When UNA police encounter the drug in residence halls, they have a choice to make, he said.

“Based on the circumstances, they can either make an arrest and refer it (to the Student Conduct Office) or just refer it,” Gillilan said.

There are a few factors involved in the decision, including how cooperative the student is, if they are a repeat offender and the amount of marijuana in their possession, he said.

University Residences has a no-drug tolerance policy, said Caroline Bowen, assistant director of University Residences.

“If you are found with marijuana in the halls — possessing it, using it, anything like that — you would be removed from the halls,” Bowen said. “So, you’d no longer have the ability to live there.”

Junior Jacob Fields said he has never noticed marijuana in his residence hall, Lafayette Hall.

But freshmen Chloe Wheeler, Darien Madison and Malik Holloway said they have noticed the smell of marijuana in Olive Hall and Mattielou Hall.

“I’ve smelled it on campus a couple of times in the designated smoking areas,” Holloway said.

If the police catch a student with marijuana, they will not always automatically go to jail, Gillilan said.

“If we encounter a student that’s never been in any trouble (and) has a minimal amount (of marijuana), the officer could, in fact, choose to just refer that to Student Conduct in the hopes that that experience will correct the problem,” Gillilan said. “It’d be a learning experience for the student without putting something on their permanent record.”

When UNA police refer a student to the Student Conduct Office for marijuana possession, the office takes an educational approach to the situation, said Kimberly Greenway, director of Student Conduct and Student Affairs Assessment.

“We’re making sure they have counseling opportunities,” Greenway said. “(The Student Conduct Office tries) to make sure they have the support systems they need to help them identify, ‘What are local and state laws?’ and, ‘How does that impact me, and why am I doing this? Is it for stress, or is it for other reasons?’

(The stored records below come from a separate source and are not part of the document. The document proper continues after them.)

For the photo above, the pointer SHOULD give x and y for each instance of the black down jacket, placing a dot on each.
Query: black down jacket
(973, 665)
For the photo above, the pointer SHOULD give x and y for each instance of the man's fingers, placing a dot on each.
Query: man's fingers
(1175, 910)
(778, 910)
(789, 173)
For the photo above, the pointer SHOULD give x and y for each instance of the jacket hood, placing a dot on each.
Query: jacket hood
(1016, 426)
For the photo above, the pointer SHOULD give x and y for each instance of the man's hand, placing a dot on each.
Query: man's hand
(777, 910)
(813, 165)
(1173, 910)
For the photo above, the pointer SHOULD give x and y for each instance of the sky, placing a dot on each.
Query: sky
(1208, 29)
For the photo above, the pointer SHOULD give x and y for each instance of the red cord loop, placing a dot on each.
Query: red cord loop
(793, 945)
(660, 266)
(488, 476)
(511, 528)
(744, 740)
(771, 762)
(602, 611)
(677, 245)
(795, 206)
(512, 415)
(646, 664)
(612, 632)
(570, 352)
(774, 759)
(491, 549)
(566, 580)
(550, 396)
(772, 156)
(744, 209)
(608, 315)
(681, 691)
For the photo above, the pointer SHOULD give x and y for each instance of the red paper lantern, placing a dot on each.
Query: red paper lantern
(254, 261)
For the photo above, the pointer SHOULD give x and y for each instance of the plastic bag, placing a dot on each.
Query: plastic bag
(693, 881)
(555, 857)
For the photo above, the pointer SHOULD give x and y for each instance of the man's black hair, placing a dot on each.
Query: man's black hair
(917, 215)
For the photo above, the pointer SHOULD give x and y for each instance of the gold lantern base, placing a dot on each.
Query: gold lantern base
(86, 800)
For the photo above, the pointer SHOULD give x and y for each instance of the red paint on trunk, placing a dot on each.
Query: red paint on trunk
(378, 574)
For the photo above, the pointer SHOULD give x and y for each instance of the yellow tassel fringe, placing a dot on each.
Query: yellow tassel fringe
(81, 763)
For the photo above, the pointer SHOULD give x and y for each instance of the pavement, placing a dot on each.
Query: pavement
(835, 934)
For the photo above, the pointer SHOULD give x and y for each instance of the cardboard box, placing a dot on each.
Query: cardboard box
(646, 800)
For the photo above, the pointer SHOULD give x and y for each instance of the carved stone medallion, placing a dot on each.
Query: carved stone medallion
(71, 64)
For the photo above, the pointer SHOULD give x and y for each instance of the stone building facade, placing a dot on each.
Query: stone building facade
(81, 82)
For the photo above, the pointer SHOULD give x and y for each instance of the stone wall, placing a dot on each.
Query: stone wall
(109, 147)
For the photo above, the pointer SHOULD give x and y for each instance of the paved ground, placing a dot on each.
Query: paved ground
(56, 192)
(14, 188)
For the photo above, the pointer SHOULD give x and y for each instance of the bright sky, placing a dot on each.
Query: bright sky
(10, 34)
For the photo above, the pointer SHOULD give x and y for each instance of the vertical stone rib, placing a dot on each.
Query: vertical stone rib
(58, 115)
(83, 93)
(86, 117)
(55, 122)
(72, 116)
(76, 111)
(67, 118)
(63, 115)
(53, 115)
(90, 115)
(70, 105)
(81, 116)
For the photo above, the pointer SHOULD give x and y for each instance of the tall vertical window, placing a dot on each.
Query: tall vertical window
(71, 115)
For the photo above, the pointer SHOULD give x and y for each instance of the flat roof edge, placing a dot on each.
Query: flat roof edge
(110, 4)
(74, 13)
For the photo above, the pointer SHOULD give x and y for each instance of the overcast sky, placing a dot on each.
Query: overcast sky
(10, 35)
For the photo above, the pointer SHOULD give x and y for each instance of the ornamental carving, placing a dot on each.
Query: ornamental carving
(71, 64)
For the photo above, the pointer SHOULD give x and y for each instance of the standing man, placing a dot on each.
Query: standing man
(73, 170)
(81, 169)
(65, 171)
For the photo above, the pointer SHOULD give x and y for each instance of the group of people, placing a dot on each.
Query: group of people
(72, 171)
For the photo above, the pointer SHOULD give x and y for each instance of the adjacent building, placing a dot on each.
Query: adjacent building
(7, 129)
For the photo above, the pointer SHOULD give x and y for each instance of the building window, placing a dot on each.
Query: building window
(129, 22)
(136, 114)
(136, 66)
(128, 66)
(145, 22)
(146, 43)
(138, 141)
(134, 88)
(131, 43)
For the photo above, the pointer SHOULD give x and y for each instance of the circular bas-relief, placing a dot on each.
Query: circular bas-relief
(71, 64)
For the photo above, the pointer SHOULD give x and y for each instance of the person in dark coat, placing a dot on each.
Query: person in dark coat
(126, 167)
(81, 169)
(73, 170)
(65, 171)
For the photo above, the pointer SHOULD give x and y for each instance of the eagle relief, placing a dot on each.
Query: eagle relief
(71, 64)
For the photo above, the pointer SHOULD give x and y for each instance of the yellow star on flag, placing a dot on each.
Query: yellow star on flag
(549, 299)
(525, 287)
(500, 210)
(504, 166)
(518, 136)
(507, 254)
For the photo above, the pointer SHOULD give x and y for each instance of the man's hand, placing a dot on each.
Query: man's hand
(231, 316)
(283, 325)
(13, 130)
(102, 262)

“(This helps students) identify why the use is actually there so that we can educate them to make a better choice in the future.”

For a first offender, the charge is normally a misdemeanor, Gillilan said.

“You can be jailed for up to a year,” Gillilan said. “Your fines would probably not exceed maybe $6,000.”

If the police catch a student multiple times with marijuana, the repercussions are even more serious, Gillilan said.

“If (UNA police) goes back to a student that is repeatedly caught with illegal drugs on campus, it’s going to move the level of (the offense) up,” he said. “They might be suspended. They could, in fact, be kicked out of a (residence) hall, and then of course criminal charges would follow.”

Those charges would include fines and jail time, Gillilan said.

“I know if you get caught, say, with a second marijuana charge in Alabama, it moves it up to a felony automatically,” he said. “Then you can be imprisoned from one to 10 years, and the fine can reach as high as 15 grand for that.”